Jar with Base Ring, Two Handles and 'Splashed' Decoration

Place of OriginRoman Empire
Date1st century CE
DimensionsH: 4 1/16 in. (10.4 cm); Rim Diam: 1 1/8 in. (2.9 cm); Body Diam: 2 1/4 in. (5.7 cm); Base Diam: 1 9/16 in. (4.0 cm)
MediumFree blown, colored chips marvered on, then blown again, handles applied and lip tooled
ClassificationGlass
Credit LineGift of Edward Drummond Libbey
Object number
1923.1496
Not on View
DescriptionMedium thin glass. Fabric of chips full of bubbles. Transparent to translucent dark manganese colored glass. Bicolored handles of similar color and translucent decolored glass with yellowish gray tinge. Opaque white and opaque dark yellowish orange (10 YR 6/6) chips. Free-blown. No pontil mark. Colored chips picked up, blown out with vessel, and melted completely into surface. Tips of handles drawn out thin and folded back. Flaring rim, folded outward, upward, and inward. Tall cylindrical neck with curved transition to shoulder. Ovoid body. Base flattened with depression in center; open, pushed-in tubular base ring. Two coil handles from shoulder to rim. Medium-sized flecks on base, body, and neck (approximately 0.5 cm in diameter) elongated on neck and shoulder. CLASSIFICATION Isings 1957, Form 15
Published ReferencesAuth, Susan H., Ancient Glass at the Newark Museum, Newark, NJ, 1976, p. 60 as a parallel to her no. 55 (pale yellow- green with opaque white, yellow, and pale blue flecks) which is a variation of Isings 15.
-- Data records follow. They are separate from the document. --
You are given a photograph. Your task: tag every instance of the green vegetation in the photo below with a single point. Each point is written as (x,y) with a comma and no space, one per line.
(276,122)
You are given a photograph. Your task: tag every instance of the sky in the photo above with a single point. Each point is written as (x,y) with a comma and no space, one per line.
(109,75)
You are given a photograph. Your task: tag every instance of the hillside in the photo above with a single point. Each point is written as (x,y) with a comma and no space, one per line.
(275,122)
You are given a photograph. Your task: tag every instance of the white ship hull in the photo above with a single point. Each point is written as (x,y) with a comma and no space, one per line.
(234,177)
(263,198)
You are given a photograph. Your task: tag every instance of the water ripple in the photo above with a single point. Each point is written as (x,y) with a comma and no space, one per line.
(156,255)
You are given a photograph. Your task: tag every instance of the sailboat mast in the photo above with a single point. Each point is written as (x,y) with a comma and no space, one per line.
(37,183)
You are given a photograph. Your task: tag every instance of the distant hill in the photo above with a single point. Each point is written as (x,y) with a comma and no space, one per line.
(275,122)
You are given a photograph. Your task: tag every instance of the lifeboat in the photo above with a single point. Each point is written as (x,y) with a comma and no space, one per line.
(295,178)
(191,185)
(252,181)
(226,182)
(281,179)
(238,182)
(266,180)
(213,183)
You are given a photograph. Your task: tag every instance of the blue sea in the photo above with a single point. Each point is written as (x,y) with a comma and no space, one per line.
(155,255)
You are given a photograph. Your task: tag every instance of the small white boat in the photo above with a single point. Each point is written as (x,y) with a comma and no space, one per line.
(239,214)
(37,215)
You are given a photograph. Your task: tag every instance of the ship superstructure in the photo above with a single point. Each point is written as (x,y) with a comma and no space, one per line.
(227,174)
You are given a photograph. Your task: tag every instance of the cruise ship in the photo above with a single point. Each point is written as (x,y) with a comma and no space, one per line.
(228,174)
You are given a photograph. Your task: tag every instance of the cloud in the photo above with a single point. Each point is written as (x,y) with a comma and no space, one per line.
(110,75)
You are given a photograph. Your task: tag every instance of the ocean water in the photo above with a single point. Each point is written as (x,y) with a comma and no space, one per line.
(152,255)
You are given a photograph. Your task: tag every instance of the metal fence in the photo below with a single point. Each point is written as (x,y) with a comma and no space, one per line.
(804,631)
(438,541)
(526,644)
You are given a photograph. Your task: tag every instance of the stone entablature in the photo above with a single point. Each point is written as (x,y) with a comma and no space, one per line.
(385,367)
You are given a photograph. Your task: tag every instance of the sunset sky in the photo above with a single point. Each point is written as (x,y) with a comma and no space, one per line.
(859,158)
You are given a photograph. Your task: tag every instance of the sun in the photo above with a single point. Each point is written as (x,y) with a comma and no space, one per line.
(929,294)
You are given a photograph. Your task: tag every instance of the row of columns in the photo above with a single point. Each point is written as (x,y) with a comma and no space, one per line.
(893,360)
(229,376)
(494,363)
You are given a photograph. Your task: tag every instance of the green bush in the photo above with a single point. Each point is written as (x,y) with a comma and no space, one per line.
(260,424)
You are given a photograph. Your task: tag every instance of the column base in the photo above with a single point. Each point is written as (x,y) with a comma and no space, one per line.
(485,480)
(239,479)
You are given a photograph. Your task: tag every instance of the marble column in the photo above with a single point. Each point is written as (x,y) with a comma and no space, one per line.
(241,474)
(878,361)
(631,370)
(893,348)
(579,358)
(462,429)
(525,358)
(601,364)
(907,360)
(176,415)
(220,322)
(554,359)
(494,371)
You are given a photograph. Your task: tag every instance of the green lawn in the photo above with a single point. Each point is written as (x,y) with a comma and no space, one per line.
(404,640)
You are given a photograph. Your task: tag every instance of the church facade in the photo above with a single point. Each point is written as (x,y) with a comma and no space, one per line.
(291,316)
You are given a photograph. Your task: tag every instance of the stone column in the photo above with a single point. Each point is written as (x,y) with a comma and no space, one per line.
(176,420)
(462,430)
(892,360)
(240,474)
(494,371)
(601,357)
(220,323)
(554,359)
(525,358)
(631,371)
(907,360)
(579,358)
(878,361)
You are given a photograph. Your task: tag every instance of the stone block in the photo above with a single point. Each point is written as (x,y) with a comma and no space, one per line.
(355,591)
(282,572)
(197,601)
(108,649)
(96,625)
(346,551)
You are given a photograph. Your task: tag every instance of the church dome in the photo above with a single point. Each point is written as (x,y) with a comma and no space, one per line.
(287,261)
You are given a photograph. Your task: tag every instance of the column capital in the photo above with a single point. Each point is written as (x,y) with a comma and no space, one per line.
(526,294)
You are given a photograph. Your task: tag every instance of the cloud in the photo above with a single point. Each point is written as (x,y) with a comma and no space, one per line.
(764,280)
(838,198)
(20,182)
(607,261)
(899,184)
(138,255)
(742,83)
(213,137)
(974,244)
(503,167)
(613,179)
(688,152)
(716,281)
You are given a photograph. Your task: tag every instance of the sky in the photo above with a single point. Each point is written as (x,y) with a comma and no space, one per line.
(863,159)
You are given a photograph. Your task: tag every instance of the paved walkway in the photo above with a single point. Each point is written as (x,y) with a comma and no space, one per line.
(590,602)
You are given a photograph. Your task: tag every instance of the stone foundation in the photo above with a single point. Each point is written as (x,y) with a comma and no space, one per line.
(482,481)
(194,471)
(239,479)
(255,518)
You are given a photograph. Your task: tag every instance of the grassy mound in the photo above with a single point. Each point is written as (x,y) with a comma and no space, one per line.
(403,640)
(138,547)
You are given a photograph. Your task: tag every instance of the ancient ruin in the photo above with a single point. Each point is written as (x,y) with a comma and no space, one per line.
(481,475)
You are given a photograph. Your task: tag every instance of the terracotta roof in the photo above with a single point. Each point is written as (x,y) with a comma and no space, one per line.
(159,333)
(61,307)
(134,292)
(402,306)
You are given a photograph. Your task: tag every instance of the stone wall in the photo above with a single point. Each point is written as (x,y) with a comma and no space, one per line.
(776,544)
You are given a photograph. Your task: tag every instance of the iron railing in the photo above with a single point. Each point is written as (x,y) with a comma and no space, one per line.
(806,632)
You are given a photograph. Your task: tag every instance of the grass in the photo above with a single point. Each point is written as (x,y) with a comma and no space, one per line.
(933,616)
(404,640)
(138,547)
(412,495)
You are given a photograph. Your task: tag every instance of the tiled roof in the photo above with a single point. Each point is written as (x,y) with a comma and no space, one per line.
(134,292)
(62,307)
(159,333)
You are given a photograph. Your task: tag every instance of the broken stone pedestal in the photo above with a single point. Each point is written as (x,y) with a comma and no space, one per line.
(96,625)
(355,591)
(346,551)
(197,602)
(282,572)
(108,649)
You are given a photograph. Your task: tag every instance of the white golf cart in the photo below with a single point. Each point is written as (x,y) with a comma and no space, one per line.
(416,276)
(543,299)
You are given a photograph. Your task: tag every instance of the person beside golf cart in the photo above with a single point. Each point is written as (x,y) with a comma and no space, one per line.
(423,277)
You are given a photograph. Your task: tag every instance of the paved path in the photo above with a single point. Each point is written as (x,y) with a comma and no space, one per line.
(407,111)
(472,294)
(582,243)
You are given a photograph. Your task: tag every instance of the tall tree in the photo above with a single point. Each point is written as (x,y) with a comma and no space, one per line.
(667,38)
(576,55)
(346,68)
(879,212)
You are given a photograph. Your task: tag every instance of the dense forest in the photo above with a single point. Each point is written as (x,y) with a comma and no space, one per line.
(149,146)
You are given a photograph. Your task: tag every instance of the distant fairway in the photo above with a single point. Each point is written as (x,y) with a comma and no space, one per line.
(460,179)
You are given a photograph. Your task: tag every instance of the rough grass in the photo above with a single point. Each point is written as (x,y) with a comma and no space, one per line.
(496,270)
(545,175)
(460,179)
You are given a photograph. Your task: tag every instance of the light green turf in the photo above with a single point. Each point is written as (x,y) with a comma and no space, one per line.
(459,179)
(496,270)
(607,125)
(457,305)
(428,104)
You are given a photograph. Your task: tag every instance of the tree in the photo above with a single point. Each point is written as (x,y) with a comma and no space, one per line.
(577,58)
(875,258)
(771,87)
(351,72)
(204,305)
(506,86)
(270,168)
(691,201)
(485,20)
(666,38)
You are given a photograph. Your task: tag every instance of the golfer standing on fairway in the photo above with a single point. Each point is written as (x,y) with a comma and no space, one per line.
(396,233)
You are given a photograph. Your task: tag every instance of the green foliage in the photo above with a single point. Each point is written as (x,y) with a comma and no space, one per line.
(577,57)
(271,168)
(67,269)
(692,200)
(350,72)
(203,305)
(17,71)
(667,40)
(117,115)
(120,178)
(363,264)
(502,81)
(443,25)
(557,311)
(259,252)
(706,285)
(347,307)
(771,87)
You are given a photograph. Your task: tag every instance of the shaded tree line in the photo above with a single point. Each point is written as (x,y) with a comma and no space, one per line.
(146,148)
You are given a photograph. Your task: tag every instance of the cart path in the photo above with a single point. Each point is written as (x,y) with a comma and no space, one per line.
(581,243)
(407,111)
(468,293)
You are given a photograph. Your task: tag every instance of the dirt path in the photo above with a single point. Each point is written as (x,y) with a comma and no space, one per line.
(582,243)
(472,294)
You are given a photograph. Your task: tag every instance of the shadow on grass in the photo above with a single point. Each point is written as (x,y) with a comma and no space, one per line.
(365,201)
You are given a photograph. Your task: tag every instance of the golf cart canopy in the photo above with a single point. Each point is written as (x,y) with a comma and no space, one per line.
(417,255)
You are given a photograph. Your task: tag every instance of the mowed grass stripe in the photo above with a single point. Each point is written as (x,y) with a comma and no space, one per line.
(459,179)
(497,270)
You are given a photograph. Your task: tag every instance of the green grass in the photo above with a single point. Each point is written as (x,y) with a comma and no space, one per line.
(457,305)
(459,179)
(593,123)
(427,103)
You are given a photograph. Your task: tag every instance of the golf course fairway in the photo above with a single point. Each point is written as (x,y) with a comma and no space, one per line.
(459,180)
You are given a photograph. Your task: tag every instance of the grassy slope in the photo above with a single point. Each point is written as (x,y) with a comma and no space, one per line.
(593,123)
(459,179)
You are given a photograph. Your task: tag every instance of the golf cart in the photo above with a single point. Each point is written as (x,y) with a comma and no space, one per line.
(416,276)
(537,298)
Grose, David, "Ancient Glass," Toledo Museum of Art Museum News, vo. 20, no. 3, 1978, p. 78, fig. 14.

Grose, David, "The Formation of the Roman Glass Industry," Archaeology, vol. 36, no. 4, July/Aug., 1983, repr. (col.) p. 38.

Grose, David F., "Innovation and change in ancient technologies: The anomalous case of the Roman glass industry," in High-technology Ceramics, Westerville, OH, 1986, p. 77, fig. 16.